There’s a sense of secrecy to the experience, so nobody arrives knowing exactly what to expect, says Jennifer Rink, the lead city ambassador for Sofar Sounds Fort Lauderdale, where audiences have ranged between 50 and 80 people. “Every time it’s a different artist, space and audience, which brings a different energy to it,” she says.

While Rink says the event leans toward the singer-songwriter genre, all types of music are encouraged and non-musical acts, like spoken-word poetry, are welcome as well. All sets are meant to be as minimal as possible—usually just musicians with their instrument of choice—to accommodate the space and provide an intimate experience. “You don’t want the show to be this huge band that does the same thing down the street,” Rink says. “It’s a way to make the performance really special and individual.”

While the Fort Lauderdale music and arts scenes have always thrived in their own ways, for a long time they’ve taken a back seat to those of Palm Beach and Miami-Dade counties, known for nationally recognized venues like the former’s rock-forward Respectable Street and the latter’s continual hot spot The Fillmore Miami Beach. However, with a burgeoning arts scene developing in the city, especially in areas like Flagler Village, the time is ripe for ushering in a new age of music—aside from national bands that come through Culture Room, Revolution Live or the BB&T Center.

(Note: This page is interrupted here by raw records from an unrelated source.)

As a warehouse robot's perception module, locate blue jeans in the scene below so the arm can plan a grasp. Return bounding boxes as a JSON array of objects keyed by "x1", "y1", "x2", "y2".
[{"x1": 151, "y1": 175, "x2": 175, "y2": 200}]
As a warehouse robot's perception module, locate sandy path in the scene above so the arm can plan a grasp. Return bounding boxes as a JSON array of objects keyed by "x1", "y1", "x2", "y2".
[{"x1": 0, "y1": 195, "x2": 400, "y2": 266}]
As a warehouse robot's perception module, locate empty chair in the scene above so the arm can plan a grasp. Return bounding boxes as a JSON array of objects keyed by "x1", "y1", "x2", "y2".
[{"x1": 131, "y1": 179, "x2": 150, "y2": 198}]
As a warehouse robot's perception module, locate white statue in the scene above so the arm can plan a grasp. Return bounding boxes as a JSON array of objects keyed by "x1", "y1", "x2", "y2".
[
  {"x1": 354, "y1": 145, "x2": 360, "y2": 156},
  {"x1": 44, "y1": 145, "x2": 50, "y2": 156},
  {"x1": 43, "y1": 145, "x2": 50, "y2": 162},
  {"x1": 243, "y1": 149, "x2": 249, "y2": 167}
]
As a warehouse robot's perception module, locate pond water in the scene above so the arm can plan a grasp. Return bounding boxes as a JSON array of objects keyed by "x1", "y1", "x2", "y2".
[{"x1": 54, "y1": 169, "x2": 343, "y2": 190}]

Many Fort Lauderdale-based artists produce original work that may go unnoticed, and Sofar Sounds hopes to elevate and celebrate this music as much as that of a touring band. This elevation could only contribute to the growth of Fort Lauderdale as a city that receives as much recognition for its arts and culture scene as its northern and southern counterparts.

With the exclusive pop-up atmosphere of Sofar Sounds, this evolution may be possible sooner rather than later. Sofar Sounds creates a sense of adventure in Fort Lauderdale, one that benefits not just tourists but also residents. After all, when locals believe in the music their city can offer, they’re all the more excited to share it with someone who may have never heard—or, better yet, listened—to it before.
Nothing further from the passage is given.